- Chilakaluripet Location in Andhra Pradesh, India
- Coordinates: 16°05′21″N 80°10′02″E﻿ / ﻿16.08917°N 80.16722°E
- Country: India
- State: Andhra Pradesh
- District: Palnadu

Area
- • Total: 15 km^{2} (5.8 sq mi)
- Elevation: 25 m (82 ft)

Population (2011)
- • Total: 150,000
- • Density: 10,000/km^{2} (26,000/sq mi)

Languages
- • Official: Telugu
- Time zone: UTC+5:30 (IST)
- PIN: 522 616
- Vehicle registration: AP-07
- Website: chilakaluripet.cdma.ap.gov.in/en

= Chilakaluripet =

Chilakaluripet, natively known as Chilakaluripeta, is a town in Palnadu district of the Indian state of Andhra Pradesh. It is the Mandal headquarters of Chilakaluripet Mandal in Narasaraopet Revenue Division.

== Geography ==
It is located in the Coastal Andhra region of the state at on the Eastern coastal plains. Chilakaluripeta is located 27 km south-east of the district headquarters Palnadu district, and 75 kilometres (46 mi) south-west of Amaravati (state capital). The Town is located in zone 3 as per Earthquake zones of India. Krishna River water from the Nagarjuna Sagar Right Canal is the main source of water for the residents.

== Demographics ==

As of 2011 Census of India, the town had a population of 101,550. The total population constitute, 50,201 males and 51,349 females. Average sex ratio is 1023 females per 1000 males, higher than the national average of 940 per 1000. 9,525 children are in the age group of 0–6 years, of which 4,916 are boys and 4,609 are girls with a sex ratio of 938 per 1000. The average literacy rate stands at 72.08% with 52,106 literates, lower than the national average of 73.00%.
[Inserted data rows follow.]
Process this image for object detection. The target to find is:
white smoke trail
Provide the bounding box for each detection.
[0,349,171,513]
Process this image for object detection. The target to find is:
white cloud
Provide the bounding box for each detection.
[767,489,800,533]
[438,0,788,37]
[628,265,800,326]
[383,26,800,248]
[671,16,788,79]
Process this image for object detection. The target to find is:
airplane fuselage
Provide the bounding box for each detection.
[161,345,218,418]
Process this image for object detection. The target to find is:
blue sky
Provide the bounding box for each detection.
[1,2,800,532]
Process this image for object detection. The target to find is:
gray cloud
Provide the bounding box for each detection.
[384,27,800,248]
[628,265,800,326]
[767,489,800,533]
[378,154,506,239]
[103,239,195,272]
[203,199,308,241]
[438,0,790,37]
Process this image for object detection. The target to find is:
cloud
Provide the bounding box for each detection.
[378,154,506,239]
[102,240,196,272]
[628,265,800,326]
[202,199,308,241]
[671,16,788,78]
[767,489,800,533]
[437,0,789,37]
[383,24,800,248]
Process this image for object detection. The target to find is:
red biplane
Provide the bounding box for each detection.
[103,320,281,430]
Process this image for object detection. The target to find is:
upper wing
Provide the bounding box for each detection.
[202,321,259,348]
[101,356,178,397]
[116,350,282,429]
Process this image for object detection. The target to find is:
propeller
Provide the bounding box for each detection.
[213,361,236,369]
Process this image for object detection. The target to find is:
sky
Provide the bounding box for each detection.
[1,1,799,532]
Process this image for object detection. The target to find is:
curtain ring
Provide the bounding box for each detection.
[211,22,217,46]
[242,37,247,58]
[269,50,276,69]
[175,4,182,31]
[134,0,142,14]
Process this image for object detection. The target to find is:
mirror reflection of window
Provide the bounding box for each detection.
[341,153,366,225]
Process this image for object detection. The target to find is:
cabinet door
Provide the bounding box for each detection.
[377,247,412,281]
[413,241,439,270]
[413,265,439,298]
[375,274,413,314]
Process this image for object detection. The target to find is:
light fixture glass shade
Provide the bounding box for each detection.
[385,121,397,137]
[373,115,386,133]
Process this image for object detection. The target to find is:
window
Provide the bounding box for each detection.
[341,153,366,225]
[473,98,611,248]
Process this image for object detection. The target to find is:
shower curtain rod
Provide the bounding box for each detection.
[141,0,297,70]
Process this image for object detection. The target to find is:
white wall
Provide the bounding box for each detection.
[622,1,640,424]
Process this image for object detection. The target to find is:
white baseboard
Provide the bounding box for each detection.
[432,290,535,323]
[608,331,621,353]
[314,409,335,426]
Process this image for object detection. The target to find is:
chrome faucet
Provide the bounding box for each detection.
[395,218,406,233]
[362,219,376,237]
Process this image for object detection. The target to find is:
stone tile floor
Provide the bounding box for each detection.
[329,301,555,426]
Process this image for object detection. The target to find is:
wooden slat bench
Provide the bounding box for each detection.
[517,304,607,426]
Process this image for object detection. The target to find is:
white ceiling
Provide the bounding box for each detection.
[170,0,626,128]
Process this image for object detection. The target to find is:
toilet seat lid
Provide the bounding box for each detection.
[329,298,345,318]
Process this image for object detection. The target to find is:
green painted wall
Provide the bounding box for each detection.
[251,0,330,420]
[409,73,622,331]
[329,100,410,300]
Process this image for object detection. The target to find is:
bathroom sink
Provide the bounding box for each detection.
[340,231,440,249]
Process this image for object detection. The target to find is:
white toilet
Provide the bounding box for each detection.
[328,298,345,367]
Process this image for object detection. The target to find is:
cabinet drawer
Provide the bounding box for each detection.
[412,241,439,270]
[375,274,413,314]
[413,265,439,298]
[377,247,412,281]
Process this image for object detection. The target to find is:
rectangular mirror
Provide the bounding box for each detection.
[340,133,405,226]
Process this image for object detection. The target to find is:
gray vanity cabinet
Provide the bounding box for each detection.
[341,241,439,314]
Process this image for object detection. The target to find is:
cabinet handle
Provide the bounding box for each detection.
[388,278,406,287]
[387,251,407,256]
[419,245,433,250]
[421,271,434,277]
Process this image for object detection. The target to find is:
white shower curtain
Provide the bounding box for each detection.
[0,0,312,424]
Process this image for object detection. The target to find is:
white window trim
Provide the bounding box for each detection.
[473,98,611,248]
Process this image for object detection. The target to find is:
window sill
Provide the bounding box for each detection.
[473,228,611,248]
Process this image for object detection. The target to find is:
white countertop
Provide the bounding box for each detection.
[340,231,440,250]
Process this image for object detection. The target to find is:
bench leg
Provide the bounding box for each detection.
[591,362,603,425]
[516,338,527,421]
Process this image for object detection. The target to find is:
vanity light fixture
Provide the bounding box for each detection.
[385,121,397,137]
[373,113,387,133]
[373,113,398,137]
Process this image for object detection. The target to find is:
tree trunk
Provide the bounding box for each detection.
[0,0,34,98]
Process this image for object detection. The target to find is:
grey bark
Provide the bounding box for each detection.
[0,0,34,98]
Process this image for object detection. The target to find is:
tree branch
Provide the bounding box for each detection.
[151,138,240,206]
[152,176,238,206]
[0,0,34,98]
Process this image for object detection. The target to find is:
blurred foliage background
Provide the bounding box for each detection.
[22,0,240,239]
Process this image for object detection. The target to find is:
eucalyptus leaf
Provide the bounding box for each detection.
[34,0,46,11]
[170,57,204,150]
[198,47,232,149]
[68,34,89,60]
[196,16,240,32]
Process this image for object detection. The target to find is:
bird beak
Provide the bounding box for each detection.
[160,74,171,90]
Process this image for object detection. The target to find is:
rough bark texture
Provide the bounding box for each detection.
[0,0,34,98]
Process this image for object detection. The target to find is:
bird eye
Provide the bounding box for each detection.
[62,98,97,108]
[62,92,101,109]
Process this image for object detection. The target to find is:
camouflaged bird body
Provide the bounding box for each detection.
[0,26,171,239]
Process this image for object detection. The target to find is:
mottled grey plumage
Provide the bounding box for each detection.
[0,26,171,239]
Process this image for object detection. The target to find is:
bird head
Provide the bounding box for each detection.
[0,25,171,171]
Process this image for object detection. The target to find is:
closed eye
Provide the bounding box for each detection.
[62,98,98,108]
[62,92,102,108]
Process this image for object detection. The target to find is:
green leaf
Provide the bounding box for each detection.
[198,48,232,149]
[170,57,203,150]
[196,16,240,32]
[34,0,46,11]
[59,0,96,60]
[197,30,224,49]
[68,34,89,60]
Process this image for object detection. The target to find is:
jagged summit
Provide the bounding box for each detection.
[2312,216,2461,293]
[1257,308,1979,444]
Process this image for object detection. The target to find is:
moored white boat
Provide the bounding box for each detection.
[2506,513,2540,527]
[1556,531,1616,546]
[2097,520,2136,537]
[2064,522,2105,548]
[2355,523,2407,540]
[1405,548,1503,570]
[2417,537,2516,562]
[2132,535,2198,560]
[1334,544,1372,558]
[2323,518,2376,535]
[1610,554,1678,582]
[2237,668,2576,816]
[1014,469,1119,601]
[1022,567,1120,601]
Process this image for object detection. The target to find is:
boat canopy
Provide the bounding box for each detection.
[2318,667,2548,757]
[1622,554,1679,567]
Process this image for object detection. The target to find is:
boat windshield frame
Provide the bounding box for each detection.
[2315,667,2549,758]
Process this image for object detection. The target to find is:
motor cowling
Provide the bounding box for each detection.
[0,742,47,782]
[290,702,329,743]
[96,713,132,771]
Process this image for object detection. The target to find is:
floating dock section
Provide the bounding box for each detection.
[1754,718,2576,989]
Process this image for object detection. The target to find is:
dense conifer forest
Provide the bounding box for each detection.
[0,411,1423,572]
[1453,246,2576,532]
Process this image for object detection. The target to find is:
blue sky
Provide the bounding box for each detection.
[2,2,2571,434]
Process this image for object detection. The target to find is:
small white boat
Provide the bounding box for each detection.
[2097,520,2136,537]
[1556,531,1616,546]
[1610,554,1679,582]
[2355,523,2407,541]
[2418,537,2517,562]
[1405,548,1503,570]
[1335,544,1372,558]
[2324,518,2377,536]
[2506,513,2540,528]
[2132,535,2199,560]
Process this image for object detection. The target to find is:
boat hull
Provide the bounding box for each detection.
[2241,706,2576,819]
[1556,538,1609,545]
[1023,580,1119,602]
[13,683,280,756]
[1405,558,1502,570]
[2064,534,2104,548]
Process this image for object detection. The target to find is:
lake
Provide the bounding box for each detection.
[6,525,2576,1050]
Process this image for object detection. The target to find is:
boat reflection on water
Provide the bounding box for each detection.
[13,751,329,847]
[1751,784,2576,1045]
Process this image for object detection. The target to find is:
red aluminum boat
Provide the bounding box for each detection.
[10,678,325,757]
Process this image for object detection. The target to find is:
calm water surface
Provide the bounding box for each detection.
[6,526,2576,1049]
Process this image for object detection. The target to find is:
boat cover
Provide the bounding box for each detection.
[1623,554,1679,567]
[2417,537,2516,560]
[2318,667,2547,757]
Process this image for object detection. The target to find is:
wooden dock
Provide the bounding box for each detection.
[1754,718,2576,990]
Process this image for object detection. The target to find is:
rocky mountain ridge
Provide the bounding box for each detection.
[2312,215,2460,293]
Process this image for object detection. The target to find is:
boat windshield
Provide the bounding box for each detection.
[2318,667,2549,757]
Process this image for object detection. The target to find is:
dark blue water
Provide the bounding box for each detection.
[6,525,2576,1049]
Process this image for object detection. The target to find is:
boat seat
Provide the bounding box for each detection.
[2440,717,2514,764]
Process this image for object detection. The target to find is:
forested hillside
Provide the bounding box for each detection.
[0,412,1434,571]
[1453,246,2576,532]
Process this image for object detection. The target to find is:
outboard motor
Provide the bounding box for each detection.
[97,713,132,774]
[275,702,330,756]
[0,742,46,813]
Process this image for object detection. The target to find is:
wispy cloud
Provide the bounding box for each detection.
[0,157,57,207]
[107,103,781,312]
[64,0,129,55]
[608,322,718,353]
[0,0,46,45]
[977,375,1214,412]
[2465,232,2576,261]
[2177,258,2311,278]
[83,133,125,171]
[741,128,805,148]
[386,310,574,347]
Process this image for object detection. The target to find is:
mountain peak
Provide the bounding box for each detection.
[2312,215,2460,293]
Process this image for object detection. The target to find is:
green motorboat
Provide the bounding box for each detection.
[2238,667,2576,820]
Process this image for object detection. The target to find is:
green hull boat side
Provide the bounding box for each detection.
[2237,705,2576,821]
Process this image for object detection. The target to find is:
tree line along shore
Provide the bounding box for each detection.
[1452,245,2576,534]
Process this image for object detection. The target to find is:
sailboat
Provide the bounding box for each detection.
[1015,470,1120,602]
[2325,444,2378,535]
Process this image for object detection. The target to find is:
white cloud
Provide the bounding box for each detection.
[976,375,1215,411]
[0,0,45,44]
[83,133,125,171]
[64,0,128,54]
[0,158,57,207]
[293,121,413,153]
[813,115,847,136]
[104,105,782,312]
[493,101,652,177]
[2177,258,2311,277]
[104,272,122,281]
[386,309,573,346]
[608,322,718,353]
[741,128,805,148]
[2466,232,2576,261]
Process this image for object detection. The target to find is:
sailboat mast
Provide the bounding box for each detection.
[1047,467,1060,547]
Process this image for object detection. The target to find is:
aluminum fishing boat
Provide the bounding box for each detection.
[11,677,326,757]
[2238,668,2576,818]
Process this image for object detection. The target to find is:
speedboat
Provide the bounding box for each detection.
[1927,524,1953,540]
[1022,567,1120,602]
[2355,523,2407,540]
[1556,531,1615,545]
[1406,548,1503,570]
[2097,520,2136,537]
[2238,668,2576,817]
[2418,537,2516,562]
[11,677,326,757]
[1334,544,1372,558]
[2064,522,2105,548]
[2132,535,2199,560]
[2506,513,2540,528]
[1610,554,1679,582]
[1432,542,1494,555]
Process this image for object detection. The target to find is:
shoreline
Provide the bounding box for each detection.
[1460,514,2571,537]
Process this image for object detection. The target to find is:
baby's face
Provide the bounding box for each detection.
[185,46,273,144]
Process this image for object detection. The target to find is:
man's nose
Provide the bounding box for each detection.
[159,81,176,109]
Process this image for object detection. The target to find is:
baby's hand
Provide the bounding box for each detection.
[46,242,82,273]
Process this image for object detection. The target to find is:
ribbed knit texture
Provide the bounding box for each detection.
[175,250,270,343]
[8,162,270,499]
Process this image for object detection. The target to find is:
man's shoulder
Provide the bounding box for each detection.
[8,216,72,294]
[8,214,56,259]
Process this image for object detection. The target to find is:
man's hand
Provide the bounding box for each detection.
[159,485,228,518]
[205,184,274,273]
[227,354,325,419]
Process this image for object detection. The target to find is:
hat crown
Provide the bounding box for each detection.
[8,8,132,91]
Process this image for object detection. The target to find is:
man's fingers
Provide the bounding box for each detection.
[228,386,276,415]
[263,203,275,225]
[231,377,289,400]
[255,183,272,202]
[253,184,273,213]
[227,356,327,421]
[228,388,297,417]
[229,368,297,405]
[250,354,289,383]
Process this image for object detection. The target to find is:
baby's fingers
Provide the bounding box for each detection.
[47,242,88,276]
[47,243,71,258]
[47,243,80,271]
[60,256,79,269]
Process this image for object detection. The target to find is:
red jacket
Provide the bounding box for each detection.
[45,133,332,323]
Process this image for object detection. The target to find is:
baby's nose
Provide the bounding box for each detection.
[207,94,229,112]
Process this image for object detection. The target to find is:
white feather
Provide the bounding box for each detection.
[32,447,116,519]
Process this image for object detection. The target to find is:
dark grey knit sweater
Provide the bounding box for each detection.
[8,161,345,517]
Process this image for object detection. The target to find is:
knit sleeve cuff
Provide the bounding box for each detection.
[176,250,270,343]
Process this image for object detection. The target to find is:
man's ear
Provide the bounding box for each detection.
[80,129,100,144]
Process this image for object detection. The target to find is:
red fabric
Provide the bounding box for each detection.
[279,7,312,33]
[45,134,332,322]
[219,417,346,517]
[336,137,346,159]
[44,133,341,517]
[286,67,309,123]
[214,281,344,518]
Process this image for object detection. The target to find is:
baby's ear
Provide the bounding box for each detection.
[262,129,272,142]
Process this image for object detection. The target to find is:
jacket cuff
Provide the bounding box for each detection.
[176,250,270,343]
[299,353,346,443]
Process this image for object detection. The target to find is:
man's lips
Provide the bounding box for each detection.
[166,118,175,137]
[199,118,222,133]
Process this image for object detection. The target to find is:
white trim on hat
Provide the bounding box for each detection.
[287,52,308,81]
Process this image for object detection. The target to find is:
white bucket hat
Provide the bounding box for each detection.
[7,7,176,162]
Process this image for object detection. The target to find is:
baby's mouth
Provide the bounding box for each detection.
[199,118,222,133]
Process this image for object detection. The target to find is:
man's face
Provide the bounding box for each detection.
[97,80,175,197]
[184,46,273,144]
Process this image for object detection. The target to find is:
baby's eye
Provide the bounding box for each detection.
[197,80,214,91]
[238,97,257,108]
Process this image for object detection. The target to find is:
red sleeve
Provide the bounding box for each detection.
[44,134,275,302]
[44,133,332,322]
== Civic administration ==

Chilakaluripet Municipality was constituted in 1964 as a third grade municipality, It was upgraded to second grade in 1980 and to first grade in 2001. The jurisdiction of the municipality is spread over an area of 18.13 km with 38 wards.

== Politics ==

Chilakaluripet is a part of Chilakaluripet (Assembly constituency) for Andhra Pradesh Legislative Assembly. Prathipati Pulla Rao is the present MLA of the constituency from TDP. It comes under Narasaraopet (Lok Sabha constituency) which was won by Lavu Srikrishna Devarayala of TDP Party.

== Economy ==

Chilakaluripet is a part of Vijayawada–Chilakaluripet growth corridor. The municipality, along with Vijayawada and Guntur Municipal Corporations are a part of a 15 MW waste-to-energy plant project, planned to be set up with the collaboration of the JITF Urban Infrastructure Limited.

== Transport ==

The town has no rail network and mostly depends on road connectivity. The nearby railway stations are Guntur Jn Railway Station (40 km), Narasaraopet Railway station (21 km), Satuluru Railway station (25 km) and Chirala Railway station (40 km). National Highway 16 (India), a part of Golden Quadrilateral, passes through the city. It has a total NH16 length of in the City 5 km, and total length of Roads in the City 116.20 km APSRTC operates buses from Chilakaluripet bus station. The National Highway 16, which connects Metropolitan cities Kolkata and Chennai. A part of Golden Quadrilateral highway network, an intersecting part of the Asian Highway 45, and State Highway 45 from Piduguralla to Chirala passes through the city.

== Education ==

The primary and secondary school education is imparted by government, aided and private schools, under the School Education Department of the state.
A Private English Medium School which was established long back at Chilakaluripet, Guntur in Andhra Pradesh, Recognised by Government of Andhra Pradesh.
Chilakaluripeta is surrounded by many Degree, PG, Pharmacy And Engineering Colleges, Sadineni Chowdaraiah College of Arts Science PG Center (Maddirala), Modern Degree College (Modern Educational Institutions), DRNSCVS Degree College, AMG Degree College, Nikhila Degree College, Sharada College of Pharmaceutical Sciences (Kotappakonda), CR Engineering College (Ganapavaram).